Based on current spending, he said, the Afghan campaign would cost the country $45bn this year and $50bn next.
“I then heard about a big troop surge [proposal] and I thought that was a dumb idea . . . I’m going to contract everything; I’m going to get down to some spending sanity.”
Blackwater revisited
Just last week, Central Intelligence Agency Director Mike Pompeo paid a visit to Afghanistan to assess US strategy and consider how Prince’s proposal might fit into it, FT said, quoting two sources. The agency did not comment on the proposal.
Ominously, Prince has also proposed putting Afghanistan “through a bankruptcy” and appointing a trustee akin to a viceroy from the days of the British empire.
Blackwater controversy
Prince was once the darling of the US government, which paid his company more than $2bn to provide military support in Iraq, Afghanistan, and elsewhere.
The contractor, however, became embroiled in controversy for the massacre of 14 unarmed Iraqi civilians by the company’s operatives at a Baghdad traffic circle in 2007.
Three years later Prince sold the company, which has since changed its name twice. It is currently known as Academi.
Vested interest?
The US has more than 8,000 troops in Afghanistan. Pentagon proposals include a minor surge of close to 4,000 more to help stem a resurgent Taliban and support the Kabul government, which controls less than 60 per cent of territory, but Trump is considering total withdrawal.
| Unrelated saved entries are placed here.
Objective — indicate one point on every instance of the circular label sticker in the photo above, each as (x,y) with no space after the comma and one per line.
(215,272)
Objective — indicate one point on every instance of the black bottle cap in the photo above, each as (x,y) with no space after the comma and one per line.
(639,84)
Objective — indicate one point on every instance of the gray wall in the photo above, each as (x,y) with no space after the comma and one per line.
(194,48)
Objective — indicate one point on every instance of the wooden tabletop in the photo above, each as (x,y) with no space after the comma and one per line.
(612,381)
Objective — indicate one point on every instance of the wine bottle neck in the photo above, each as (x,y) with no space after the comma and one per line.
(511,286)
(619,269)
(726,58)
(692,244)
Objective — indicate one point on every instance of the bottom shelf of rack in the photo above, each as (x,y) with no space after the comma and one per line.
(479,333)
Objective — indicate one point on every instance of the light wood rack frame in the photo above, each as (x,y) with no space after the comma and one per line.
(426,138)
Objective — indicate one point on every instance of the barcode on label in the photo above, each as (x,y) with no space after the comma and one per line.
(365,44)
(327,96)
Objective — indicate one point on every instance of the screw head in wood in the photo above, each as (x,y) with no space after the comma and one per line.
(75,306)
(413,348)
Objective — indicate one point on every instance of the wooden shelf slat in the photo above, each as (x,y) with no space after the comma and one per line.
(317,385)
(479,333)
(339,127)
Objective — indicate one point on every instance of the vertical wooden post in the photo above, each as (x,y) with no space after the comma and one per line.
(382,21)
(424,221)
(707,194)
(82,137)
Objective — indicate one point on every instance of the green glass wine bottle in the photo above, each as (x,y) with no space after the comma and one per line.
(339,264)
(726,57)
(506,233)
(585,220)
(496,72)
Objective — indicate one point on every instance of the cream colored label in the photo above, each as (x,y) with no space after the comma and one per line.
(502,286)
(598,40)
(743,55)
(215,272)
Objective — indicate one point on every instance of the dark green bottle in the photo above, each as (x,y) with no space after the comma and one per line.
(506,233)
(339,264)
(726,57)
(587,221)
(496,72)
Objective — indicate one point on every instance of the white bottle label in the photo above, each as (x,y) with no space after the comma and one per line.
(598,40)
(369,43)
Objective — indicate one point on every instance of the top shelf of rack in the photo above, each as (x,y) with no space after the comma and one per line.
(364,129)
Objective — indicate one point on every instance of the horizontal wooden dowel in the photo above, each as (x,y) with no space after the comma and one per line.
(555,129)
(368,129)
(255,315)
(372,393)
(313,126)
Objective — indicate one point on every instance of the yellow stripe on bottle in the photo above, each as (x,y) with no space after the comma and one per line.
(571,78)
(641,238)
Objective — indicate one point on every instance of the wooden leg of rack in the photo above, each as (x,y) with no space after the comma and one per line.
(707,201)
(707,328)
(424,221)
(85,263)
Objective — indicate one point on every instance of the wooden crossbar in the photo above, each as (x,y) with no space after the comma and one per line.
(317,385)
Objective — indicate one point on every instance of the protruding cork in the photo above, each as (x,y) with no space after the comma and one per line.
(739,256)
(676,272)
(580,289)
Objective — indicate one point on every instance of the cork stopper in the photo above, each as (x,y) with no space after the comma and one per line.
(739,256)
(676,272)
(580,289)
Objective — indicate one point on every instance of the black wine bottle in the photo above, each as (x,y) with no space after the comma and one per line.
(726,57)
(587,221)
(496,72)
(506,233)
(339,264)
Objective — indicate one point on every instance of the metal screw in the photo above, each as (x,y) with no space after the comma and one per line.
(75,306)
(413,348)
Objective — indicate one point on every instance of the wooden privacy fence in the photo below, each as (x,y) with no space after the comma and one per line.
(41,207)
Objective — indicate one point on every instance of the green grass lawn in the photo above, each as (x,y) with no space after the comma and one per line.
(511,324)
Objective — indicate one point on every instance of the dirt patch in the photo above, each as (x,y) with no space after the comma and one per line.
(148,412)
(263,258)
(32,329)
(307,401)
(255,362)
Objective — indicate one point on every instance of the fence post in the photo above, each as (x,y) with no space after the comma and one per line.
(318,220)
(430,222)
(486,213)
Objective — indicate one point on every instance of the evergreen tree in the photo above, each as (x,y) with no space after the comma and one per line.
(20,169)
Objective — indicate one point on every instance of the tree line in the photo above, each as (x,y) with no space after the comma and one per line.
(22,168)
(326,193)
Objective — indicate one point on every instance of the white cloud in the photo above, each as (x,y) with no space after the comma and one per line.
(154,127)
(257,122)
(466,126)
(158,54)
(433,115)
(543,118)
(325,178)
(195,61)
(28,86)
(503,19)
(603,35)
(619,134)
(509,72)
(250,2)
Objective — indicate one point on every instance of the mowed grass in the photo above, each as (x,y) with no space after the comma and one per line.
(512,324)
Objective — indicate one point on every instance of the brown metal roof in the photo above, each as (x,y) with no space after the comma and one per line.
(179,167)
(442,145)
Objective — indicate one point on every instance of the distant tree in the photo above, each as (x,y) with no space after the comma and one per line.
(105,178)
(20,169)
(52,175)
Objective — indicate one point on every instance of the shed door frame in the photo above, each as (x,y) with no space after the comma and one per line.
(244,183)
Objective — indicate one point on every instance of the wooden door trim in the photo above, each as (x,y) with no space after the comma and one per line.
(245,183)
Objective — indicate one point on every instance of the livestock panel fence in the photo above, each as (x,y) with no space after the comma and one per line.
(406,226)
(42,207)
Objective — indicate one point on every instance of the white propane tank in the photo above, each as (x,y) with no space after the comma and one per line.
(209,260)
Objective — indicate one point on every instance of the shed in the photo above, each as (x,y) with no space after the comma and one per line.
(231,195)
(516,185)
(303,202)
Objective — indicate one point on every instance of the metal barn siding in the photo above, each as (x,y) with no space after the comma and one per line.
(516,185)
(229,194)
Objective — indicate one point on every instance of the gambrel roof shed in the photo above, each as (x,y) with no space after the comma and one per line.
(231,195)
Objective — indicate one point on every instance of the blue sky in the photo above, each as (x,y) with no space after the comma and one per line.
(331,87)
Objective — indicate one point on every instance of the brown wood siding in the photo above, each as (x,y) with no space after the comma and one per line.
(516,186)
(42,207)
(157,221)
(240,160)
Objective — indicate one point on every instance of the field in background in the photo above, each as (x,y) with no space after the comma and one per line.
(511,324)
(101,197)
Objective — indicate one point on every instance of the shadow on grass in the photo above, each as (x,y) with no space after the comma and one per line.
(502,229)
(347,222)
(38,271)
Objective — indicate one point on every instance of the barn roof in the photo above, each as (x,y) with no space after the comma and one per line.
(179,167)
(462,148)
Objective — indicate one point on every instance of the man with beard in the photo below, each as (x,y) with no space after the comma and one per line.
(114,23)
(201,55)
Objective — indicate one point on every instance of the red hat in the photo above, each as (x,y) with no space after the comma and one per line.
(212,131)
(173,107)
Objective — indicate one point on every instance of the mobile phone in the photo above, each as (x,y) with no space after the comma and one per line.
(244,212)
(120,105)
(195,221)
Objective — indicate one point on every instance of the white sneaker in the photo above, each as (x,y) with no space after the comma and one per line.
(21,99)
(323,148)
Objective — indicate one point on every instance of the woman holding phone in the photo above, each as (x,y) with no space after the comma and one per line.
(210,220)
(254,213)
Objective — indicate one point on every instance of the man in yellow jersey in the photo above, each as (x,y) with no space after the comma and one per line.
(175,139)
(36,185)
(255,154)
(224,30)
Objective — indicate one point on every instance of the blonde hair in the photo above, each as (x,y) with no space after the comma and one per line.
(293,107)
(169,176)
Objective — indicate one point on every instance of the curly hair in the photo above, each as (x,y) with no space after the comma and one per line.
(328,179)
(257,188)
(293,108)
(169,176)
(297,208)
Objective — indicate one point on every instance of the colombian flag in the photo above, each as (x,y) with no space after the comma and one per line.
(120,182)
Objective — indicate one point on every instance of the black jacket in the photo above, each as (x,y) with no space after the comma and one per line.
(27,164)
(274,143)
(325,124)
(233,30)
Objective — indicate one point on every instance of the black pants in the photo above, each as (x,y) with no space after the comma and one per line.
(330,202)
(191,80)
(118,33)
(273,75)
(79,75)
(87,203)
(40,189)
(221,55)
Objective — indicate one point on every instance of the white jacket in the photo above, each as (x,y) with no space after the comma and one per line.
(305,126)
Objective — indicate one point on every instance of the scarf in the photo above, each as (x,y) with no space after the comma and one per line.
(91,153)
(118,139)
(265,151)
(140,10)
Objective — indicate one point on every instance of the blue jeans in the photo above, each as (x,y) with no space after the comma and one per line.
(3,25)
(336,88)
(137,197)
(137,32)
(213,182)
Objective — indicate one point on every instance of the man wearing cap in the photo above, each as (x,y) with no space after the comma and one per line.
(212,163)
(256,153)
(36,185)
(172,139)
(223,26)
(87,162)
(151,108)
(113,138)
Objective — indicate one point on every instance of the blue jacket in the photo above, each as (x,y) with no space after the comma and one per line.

Those familiar with internal debates say Trump wants to save manpower and money and avoid getting sucked into wars, which was one of his election promises.
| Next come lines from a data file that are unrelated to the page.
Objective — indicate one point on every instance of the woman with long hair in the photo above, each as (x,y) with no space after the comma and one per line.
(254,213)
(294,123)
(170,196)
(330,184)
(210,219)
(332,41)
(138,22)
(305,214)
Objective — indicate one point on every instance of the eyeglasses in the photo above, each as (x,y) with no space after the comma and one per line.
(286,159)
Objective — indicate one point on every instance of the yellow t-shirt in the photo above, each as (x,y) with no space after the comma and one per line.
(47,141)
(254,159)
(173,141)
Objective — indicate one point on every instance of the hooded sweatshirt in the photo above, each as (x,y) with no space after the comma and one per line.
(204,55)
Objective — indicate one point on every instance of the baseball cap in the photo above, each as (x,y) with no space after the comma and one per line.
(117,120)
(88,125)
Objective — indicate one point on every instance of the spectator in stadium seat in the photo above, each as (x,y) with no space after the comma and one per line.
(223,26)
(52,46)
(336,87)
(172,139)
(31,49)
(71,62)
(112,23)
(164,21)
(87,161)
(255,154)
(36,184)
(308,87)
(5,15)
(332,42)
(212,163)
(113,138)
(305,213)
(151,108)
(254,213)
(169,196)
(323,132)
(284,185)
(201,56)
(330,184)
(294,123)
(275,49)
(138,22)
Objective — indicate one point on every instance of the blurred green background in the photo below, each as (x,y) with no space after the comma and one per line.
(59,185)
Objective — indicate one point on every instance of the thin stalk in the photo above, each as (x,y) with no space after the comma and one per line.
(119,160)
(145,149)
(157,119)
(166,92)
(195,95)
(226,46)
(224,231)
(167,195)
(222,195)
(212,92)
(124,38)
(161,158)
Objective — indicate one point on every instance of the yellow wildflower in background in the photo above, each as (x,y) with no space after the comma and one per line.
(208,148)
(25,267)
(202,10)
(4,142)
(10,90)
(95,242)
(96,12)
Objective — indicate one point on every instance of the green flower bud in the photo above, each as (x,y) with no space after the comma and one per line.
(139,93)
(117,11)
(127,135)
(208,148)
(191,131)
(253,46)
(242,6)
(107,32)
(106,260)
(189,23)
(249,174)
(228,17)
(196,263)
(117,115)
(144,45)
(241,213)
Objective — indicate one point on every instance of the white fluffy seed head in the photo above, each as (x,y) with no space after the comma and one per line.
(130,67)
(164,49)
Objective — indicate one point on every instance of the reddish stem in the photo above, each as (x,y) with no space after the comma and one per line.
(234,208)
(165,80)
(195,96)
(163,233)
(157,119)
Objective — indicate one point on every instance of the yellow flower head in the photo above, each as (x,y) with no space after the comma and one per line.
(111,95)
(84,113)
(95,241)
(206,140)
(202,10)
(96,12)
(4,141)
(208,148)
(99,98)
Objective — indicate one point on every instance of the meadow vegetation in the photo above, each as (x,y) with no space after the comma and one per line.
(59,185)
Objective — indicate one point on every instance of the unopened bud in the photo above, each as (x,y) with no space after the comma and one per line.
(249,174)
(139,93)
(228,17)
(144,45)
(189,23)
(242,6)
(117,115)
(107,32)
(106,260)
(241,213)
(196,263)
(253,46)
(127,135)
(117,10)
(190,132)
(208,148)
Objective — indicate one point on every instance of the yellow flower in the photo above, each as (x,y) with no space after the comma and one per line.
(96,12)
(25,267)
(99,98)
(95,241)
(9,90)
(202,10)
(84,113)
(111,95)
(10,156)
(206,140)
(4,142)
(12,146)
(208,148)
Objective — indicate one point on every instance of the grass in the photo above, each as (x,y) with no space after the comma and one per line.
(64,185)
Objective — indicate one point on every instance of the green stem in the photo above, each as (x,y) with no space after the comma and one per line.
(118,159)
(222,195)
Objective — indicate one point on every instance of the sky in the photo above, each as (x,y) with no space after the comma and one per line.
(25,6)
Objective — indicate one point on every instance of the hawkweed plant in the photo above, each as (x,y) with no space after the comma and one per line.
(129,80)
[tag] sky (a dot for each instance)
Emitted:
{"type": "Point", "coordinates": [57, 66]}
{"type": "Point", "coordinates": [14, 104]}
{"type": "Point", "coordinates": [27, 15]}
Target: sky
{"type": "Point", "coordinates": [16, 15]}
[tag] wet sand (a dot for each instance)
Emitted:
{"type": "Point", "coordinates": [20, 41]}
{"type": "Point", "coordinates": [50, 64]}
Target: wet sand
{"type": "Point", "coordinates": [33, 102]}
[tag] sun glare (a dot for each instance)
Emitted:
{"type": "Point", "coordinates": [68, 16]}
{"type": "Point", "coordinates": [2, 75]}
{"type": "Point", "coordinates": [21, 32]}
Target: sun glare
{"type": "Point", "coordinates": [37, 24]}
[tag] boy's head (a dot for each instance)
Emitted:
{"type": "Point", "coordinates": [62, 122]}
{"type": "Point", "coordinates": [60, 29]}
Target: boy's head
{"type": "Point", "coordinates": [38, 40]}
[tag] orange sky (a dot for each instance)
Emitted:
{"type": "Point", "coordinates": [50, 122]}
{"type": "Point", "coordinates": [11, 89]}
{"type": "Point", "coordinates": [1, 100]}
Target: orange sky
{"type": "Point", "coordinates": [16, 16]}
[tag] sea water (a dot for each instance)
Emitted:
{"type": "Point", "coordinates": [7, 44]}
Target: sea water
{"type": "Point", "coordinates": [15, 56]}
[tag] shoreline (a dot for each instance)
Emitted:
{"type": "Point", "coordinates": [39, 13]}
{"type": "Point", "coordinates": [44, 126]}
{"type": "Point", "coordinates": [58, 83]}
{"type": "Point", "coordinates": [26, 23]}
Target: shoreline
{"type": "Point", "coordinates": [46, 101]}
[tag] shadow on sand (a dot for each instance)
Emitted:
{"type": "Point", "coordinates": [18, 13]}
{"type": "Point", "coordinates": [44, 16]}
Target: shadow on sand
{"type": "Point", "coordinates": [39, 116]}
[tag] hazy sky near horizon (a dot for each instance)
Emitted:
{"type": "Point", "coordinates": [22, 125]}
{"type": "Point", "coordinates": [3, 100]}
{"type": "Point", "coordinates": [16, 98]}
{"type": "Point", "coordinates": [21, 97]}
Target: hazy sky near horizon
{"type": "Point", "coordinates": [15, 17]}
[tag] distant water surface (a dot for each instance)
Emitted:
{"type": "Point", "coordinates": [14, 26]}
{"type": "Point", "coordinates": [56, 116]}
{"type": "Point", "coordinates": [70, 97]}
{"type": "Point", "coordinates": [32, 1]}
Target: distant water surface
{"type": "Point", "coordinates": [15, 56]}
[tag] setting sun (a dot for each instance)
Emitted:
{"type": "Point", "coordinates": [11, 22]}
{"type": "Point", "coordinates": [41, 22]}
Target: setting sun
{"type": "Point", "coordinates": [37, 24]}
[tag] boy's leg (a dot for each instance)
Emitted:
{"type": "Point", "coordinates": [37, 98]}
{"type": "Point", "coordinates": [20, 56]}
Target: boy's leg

But Prince, whose sister is Trump’s Education Secretary Betsy DeVos, appears to be able to count on support from Steven Bannon, the White House chief strategist who has previously advocated for the “deconstruction of the administrative state”, and also some voices in the CIA.
The proposal
Prince, who expects to present his revised and updated plan to the White House, is critical of the US approach to Afghanistan, where the Nato mission has rotated through 17 commanders in 15 years.
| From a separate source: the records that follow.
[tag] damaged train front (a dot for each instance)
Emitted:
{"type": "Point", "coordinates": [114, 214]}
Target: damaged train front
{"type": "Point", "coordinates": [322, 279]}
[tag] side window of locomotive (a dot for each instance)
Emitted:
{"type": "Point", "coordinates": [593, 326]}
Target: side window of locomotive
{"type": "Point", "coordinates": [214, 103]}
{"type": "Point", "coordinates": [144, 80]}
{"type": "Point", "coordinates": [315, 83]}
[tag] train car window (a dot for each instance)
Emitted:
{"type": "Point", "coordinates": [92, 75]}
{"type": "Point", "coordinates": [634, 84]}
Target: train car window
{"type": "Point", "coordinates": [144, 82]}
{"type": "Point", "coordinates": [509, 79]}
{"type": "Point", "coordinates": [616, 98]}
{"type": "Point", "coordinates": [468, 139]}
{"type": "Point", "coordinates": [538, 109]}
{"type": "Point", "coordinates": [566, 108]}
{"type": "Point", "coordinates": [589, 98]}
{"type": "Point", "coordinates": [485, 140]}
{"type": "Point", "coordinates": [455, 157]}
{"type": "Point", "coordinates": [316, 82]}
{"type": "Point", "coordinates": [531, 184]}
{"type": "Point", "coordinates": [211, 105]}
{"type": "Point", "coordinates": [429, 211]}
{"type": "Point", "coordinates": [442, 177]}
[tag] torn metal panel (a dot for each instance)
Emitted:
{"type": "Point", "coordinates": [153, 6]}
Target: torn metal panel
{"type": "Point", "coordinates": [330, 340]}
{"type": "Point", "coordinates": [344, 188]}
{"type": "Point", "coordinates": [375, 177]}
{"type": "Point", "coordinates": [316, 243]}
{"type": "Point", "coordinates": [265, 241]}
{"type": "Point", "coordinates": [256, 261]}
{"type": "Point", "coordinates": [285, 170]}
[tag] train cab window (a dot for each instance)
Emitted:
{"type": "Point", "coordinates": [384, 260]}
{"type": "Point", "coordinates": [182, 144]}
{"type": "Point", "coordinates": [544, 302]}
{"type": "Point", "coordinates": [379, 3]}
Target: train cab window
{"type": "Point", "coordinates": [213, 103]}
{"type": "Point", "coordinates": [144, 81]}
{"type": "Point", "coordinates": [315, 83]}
While US soldiers sent to Afghanistan are regularly young, inexperienced and serve only a single short tour, Prince says his band of experienced sergeants would serve alongside Afghan soldiers on the front line for the long haul, embedding into more than 91 battalions.
Return of Blackwater to Afghanistan?
These contractors would not replace the 2,000-strong US forces operation to combat terrorism, only the US-led Nato advisory mission to the 350,000-strong Afghan national security forces, he said.
Prince proposes they would rotate in for 90 days at a time, returning to the same battalions after 60 days leave.
Paid over $500 a day, the forces would be drawn not only from the US but also from the UK, Germany, France, Sweden, South Africa and Australia, he said.
Critique
Some people familiar with the proposal praise its emphasis on efficiency and results, but questioned the ethics and complexities of private military forces, adding that Defence Secretary Jim Mattis, a former general is unlikely to back such a plan.
“He’s done his homework, but there are a lot of loopholes — he’s looking at this totally from a business perspective and nobody should be looking at a war that way,” said a person who has seen the plan and says the numbers are “highly exaggerated”.
“If contractors are replacing soldiers and are on the frontline, they could kill or be killed, there could be kidnaps or insider attacks. What happens if they commit a crime or bodies have to be sent back? There would be a large number of legal complications.”
Afghan lens
While Afghan officials appreciate the prospect of a boost to their air power, some worry the prospect of a hired army would play into the hands of Taliban recruiters who would frame the war as one against mercenary invaders.
Pakistan doing everything to bring Taliban, Haqqani network to peace talks: Aizaz
Prince said that his men would be embedded with Afghan counterparts, and planes emblazoned with Afghan insignias, so they would not be 'mercenaries', according to the UN definition, but rather part of the Afghan Army.
Afghan Ambassador to the US Hamdullah Mohib said the Afghan government had not yet taken a view. “We are reserving judgement until there is a formal policy decision,” he said.
But he cautioned the delays are hampering efforts to bring peace in Afghanistan. “Any lack of clarity about the level of commitment of Afghanistan’s partners tends to embolden our common enemies and delays their defeat,” he said.